The population distribution for our first simulation study is normal with $\mu =8.25$ and $\sigma =.75$ , as pictured in Figure 5.11. [The article “Platelet Size in Myocardial Infarction” (British Med. J., 1983: 449-451) suggests this distribution for platelet volume in individuals with no history of serious heart problems.]

Figure 5.11 Normal distribution, with $\mu =8.25$ and $\sigma =.75$

We actually performed four different experiments, with 500 replications for each one. In the first experiment,500 samples of $n=5$ observations each were generated using Minitab, and the sample sizes for the other three were $n=10,n=20$ , and $n=30$ , respectively. The sample mean was calculated for each sample, and the resulting histograms of $\bar{x}$ values appear in Figure 5.12.

Figure 5.12 Sample histograms for $\bar{x}$ based on 500 samples, each consisting of $n$ observations: (a) $n=5$ ; (b) $n=10$ ; (c) $n=20$ ; (d) $n=30$

The first thing to notice about the histograms is their shape. To a reasonable approximation, each of the four looks like a normal curve.
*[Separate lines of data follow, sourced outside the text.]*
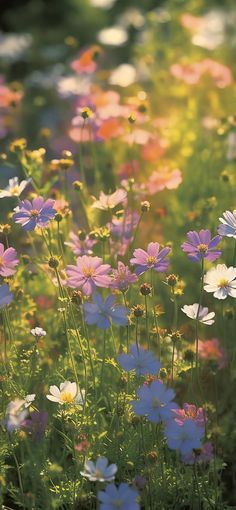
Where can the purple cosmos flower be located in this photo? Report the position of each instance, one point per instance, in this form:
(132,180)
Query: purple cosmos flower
(184,437)
(5,295)
(155,402)
(88,273)
(34,214)
(99,471)
(150,259)
(122,277)
(201,246)
(102,313)
(228,227)
(8,261)
(122,497)
(78,246)
(140,360)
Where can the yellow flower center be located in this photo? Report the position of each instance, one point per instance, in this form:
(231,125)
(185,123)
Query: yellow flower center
(66,397)
(223,283)
(151,260)
(202,248)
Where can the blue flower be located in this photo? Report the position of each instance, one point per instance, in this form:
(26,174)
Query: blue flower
(122,497)
(5,295)
(102,313)
(140,360)
(184,437)
(155,402)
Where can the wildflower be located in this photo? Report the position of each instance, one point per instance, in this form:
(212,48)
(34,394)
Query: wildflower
(99,471)
(34,214)
(79,245)
(14,188)
(228,227)
(184,437)
(150,259)
(8,261)
(155,402)
(88,274)
(108,202)
(221,280)
(201,246)
(67,394)
(102,313)
(140,360)
(5,295)
(122,497)
(122,277)
(199,313)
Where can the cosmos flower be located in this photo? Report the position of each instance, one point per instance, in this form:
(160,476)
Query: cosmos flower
(122,277)
(80,246)
(103,313)
(156,402)
(153,258)
(99,471)
(140,360)
(8,261)
(228,227)
(122,497)
(5,295)
(67,394)
(14,188)
(37,213)
(88,274)
(221,280)
(107,202)
(201,246)
(200,313)
(184,437)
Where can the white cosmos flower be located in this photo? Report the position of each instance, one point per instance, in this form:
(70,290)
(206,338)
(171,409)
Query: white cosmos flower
(200,313)
(221,280)
(67,393)
(14,188)
(228,227)
(99,471)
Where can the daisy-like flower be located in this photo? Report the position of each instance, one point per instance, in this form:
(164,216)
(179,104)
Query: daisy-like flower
(122,277)
(67,393)
(153,258)
(14,188)
(200,246)
(156,402)
(221,280)
(37,213)
(5,295)
(99,471)
(122,497)
(228,227)
(140,360)
(199,313)
(88,274)
(108,202)
(184,437)
(103,313)
(8,261)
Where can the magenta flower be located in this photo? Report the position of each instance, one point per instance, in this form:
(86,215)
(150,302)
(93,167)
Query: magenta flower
(122,277)
(150,259)
(8,261)
(200,246)
(34,214)
(88,274)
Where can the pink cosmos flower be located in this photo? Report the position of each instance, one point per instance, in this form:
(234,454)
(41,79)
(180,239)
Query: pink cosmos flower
(8,261)
(153,258)
(88,274)
(122,277)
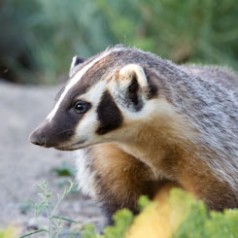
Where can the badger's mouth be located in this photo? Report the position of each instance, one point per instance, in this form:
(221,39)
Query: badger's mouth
(69,146)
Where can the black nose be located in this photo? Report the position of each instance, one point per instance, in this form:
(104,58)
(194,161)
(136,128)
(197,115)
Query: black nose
(38,138)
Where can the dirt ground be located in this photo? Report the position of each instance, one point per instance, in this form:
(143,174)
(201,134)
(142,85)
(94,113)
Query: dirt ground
(24,166)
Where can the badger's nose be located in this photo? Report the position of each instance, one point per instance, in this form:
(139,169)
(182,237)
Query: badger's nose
(38,138)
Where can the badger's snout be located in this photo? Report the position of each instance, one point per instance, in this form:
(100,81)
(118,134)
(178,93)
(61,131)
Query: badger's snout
(40,136)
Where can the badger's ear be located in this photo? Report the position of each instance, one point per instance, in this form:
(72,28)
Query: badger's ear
(134,85)
(133,77)
(75,62)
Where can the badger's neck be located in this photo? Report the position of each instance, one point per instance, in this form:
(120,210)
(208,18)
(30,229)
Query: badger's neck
(160,137)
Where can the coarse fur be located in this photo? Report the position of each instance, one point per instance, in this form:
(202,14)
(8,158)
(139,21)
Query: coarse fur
(139,123)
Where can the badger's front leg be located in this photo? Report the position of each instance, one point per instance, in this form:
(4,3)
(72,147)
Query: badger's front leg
(115,178)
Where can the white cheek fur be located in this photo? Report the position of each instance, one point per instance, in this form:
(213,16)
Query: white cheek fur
(85,176)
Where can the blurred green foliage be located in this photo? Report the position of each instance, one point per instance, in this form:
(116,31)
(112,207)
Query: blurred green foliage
(39,37)
(198,223)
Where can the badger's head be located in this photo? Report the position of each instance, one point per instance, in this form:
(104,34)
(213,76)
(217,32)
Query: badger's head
(103,97)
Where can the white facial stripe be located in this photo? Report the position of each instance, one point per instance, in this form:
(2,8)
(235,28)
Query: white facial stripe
(72,65)
(76,78)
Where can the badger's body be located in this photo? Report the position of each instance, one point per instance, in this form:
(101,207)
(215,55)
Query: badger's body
(142,123)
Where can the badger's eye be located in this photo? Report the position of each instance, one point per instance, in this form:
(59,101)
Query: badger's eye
(81,107)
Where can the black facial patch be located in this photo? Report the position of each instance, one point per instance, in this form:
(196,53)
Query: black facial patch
(109,114)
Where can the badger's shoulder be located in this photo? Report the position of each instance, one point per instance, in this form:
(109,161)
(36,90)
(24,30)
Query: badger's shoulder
(216,74)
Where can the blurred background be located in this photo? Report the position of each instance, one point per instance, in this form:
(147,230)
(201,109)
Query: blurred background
(39,37)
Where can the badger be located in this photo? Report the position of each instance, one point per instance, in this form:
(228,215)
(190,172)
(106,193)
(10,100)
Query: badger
(139,123)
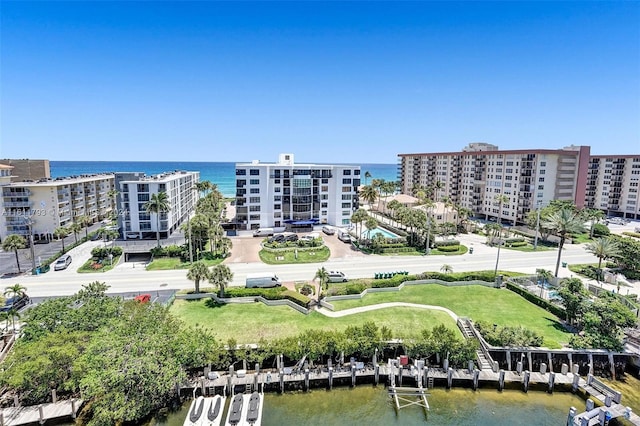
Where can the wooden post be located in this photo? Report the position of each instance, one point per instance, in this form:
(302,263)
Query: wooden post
(330,377)
(353,375)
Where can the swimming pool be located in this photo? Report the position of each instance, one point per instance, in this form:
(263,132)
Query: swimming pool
(381,231)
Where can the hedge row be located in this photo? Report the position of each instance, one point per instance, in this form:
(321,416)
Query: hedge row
(544,304)
(275,293)
(446,243)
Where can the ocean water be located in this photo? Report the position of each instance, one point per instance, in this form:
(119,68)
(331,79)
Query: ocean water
(222,174)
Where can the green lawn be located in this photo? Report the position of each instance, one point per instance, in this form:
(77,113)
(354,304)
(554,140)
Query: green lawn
(497,306)
(165,263)
(87,268)
(249,323)
(319,254)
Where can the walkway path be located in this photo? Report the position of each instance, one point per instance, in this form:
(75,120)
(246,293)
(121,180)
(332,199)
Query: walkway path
(345,312)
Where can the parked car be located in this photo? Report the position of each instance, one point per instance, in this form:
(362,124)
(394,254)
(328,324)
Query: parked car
(278,238)
(337,277)
(16,302)
(62,262)
(344,237)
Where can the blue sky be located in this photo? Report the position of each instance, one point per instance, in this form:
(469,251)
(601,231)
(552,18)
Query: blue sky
(330,82)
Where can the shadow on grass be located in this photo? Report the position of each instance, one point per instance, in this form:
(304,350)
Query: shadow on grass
(561,326)
(212,303)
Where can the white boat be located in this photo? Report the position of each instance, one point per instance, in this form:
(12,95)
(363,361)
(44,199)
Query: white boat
(213,408)
(196,412)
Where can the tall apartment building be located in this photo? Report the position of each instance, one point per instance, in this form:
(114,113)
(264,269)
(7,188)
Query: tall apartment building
(287,194)
(41,206)
(473,177)
(135,189)
(612,185)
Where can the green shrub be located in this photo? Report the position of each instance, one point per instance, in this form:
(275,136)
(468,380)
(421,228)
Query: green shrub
(446,243)
(545,304)
(355,288)
(600,230)
(448,249)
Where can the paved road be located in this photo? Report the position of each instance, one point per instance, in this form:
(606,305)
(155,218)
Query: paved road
(133,276)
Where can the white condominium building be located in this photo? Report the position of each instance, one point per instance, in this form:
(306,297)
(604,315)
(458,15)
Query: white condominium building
(291,195)
(135,189)
(612,185)
(42,206)
(477,175)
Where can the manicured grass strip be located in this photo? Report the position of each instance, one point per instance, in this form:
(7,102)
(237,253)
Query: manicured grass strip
(87,267)
(320,254)
(496,306)
(249,323)
(166,263)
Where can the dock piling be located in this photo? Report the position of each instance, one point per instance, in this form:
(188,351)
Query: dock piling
(476,378)
(576,382)
(353,376)
(330,378)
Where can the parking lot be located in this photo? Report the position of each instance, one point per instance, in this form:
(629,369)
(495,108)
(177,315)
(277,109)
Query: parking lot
(246,247)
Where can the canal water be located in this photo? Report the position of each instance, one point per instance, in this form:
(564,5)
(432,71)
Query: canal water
(371,406)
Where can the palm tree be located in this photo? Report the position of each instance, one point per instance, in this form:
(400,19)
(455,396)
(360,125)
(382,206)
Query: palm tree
(447,269)
(371,223)
(84,222)
(603,248)
(14,242)
(60,233)
(367,175)
(159,203)
(221,275)
(369,194)
(16,291)
(198,271)
(75,227)
(563,222)
(323,276)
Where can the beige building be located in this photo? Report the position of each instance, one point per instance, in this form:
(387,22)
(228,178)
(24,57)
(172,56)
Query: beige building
(612,185)
(135,189)
(475,176)
(49,203)
(28,170)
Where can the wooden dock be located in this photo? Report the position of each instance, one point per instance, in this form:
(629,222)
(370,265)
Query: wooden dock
(40,413)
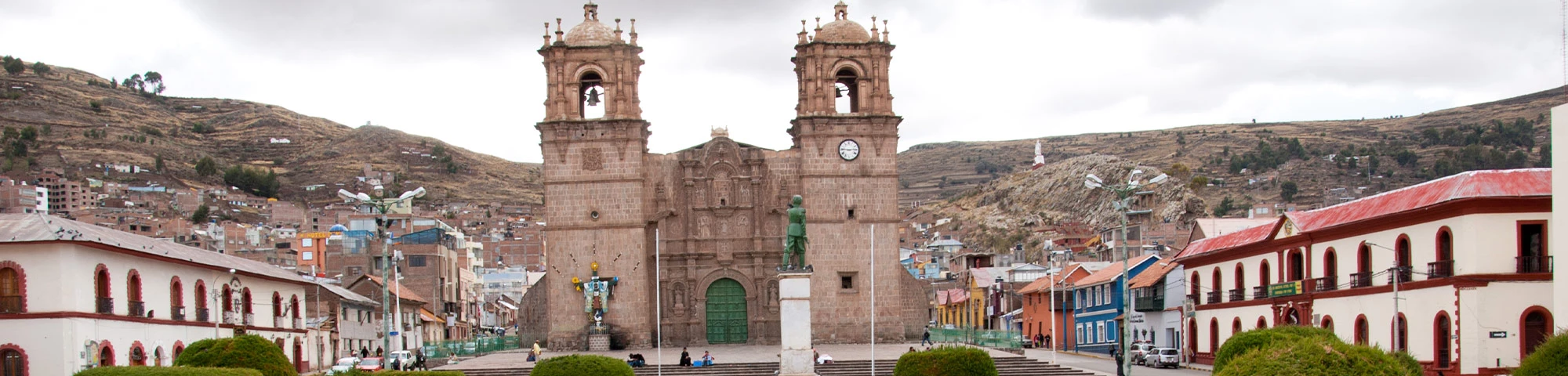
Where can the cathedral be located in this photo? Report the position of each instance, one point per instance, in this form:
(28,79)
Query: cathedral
(694,240)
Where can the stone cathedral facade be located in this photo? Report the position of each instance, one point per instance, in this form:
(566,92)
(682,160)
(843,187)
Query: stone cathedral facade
(717,212)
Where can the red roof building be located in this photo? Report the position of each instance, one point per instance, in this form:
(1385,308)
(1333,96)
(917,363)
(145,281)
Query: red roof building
(1470,247)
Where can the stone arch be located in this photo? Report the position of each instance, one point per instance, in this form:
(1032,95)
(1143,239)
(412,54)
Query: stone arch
(20,286)
(13,350)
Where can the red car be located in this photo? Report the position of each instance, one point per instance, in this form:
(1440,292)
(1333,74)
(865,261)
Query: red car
(371,364)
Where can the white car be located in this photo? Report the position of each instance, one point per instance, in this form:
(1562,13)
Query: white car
(1139,350)
(344,366)
(1163,358)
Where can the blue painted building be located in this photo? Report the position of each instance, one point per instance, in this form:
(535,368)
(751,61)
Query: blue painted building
(1098,306)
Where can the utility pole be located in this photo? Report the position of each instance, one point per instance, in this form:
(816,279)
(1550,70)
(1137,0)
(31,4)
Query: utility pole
(1123,204)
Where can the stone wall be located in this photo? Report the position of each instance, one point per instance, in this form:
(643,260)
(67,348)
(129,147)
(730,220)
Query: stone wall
(534,313)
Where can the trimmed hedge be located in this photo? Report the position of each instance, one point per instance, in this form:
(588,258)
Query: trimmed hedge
(1249,341)
(169,372)
(583,366)
(1319,356)
(1550,360)
(245,352)
(397,374)
(946,361)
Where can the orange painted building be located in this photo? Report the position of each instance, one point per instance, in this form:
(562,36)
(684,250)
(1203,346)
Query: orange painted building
(1037,305)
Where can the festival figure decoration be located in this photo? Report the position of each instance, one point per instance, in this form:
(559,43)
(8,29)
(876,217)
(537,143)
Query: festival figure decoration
(597,294)
(796,237)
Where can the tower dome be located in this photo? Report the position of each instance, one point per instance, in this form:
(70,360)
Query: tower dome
(843,32)
(590,32)
(843,29)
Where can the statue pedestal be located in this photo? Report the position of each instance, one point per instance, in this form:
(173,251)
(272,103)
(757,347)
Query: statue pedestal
(598,338)
(796,358)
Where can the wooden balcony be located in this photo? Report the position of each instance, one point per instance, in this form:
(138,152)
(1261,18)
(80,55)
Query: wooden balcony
(1362,280)
(1534,264)
(1327,284)
(1437,270)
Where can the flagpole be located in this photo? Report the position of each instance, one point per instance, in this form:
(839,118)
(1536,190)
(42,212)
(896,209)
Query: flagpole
(874,298)
(659,311)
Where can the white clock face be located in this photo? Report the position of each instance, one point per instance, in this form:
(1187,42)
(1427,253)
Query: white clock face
(849,150)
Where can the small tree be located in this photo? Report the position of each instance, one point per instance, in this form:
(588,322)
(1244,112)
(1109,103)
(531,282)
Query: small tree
(201,215)
(1550,360)
(1288,192)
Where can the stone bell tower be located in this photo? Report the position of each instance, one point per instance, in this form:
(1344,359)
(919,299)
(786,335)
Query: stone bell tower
(595,148)
(848,137)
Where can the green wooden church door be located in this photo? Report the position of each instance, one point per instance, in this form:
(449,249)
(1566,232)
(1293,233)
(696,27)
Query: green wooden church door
(727,313)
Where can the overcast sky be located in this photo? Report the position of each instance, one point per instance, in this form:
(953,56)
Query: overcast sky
(470,71)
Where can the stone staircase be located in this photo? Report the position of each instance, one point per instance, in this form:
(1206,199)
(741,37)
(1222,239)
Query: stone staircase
(1004,366)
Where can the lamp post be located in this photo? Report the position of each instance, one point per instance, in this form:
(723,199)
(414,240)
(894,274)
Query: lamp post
(383,206)
(1123,203)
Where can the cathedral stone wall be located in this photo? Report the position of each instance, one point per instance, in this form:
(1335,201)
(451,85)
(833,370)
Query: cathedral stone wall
(697,236)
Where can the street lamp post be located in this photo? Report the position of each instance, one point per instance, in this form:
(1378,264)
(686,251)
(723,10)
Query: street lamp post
(1123,204)
(383,206)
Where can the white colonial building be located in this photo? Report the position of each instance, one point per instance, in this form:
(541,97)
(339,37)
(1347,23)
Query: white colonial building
(1468,255)
(76,295)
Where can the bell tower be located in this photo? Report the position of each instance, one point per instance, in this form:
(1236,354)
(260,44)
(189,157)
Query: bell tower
(848,142)
(595,148)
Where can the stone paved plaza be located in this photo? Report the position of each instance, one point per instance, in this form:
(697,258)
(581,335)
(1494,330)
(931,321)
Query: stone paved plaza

The resemblance would be even more striking if each histogram had been based on many more than $500\bar{x}$ values. Second, each histogram is centered approximately at 8.25 , the mean of the population being sampled. Had the histograms been based on an unending sequence of $\bar{x}$ values, their centers would have been exactly the population mean,8.25 .

The final aspect of the histograms to note is their spread relative to one another. The larger the value of $n$ , the more concentrated is the sampling distribution about the mean value. This is why the histograms for $n=20$ and $n=30$ are based on narrower class intervals than those for the two smaller sample sizes. For the larger sample sizes, most of the $\bar{x}$ values are quite close to 8.25 . This is the effect of averaging. When $n$ is small, a single unusual $x$ value can result in an $\bar{x}$ value far from the center. With a larger sample size, any unusual $x$ values, when averaged in with the other sample values, still tend to yield an $\bar{x}$ value close to $\mu$ . Combining these insights yields a result that should appeal to your intuition: $\bar{X}$ based on a large $n$ tends to be closer to $\mu$ than does $\bar{X}$ based on a small $n$ .